Real and imaginary modulation spectral subtraction for speech enhancement

  • Authors:
  • Yi Zhang;Yunxin Zhao

  • Affiliations:
  • Department of Computer Science, University of Missouri-Columbia, Columbia, MO 65211, USA;Department of Computer Science, University of Missouri-Columbia, Columbia, MO 65211, USA

  • Venue:
  • Speech Communication
  • Year:
  • 2013

Quantified Score

Hi-index 0.00

Visualization

Abstract

In this paper, we propose a novel spectral subtraction method for noisy speech enhancement.

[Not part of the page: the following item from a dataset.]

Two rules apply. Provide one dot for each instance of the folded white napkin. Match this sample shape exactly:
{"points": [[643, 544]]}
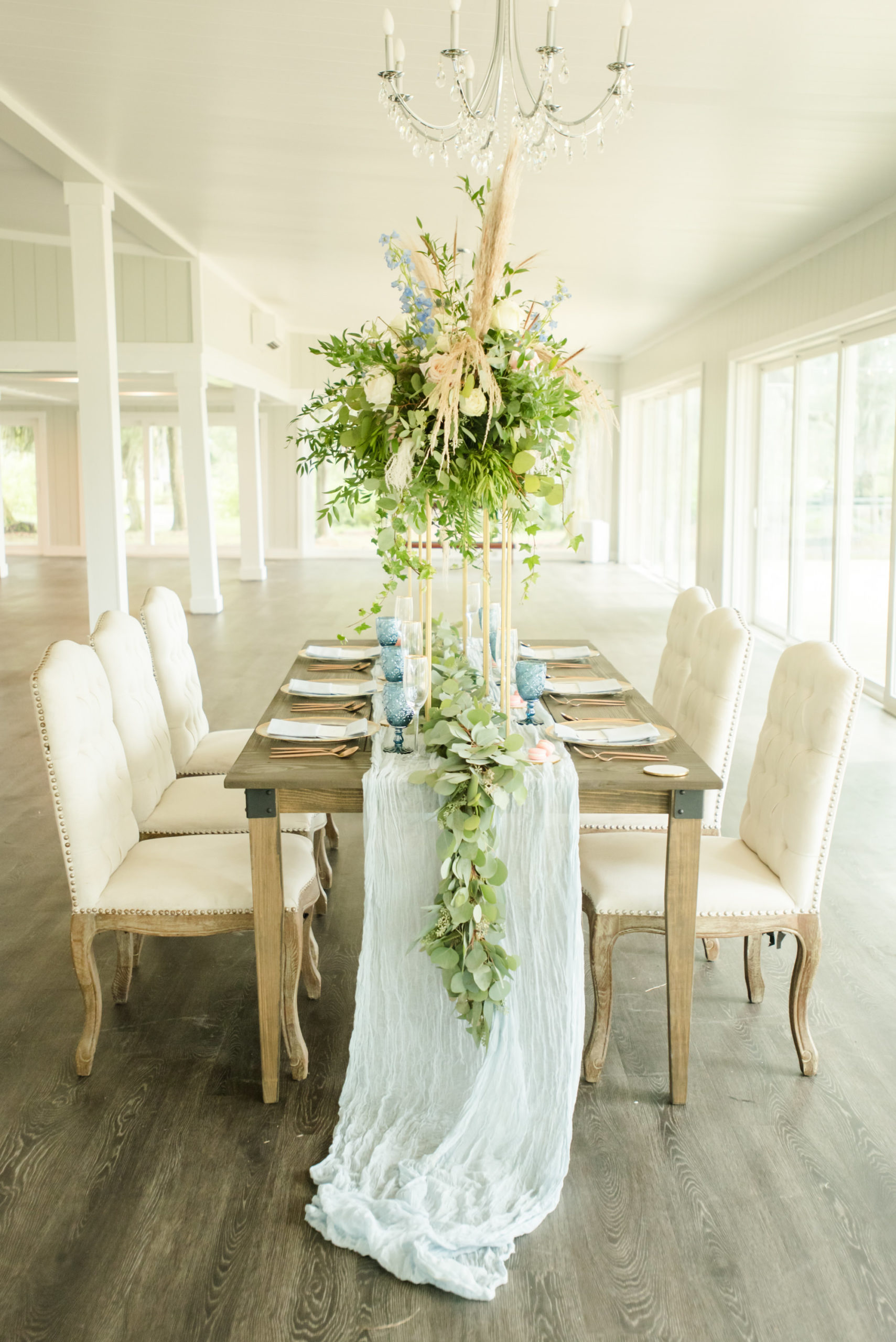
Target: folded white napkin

Instead of taking the conventional approach of carrying out subtraction on the magnitude spectrum in the acoustic frequency domain, we propose to perform subtraction on the real and imaginary spectra separately in the modulation frequency domain, where the method is referred to as MRISS. By doing so, we are able to enhance magnitude as well as phase through spectral subtraction. We conducted objective and subjective evaluation experiments to compare the performance of the proposed MRISS method with three existing methods, including modulation frequency domain magnitude spectral subtraction (MSS), nonlinear spectral subtraction (NSS), and minimum mean square error estimation (MMSE). The objective evaluation used the criteria of segmental signal-to-noise ratio (Segmental SNR), PESQ, and average Itakura-Saito spectral distance (ISD). The subjective evaluation used a mean preference score with 14 participants. Both objective and subjective evaluation results have demonstrated that the proposed method outperformed the three existing speech enhancement methods. A further analysis has shown that the winning performance of the proposed MRISS method comes from improvements in the recovery of both acoustic magnitude and phase spectrum.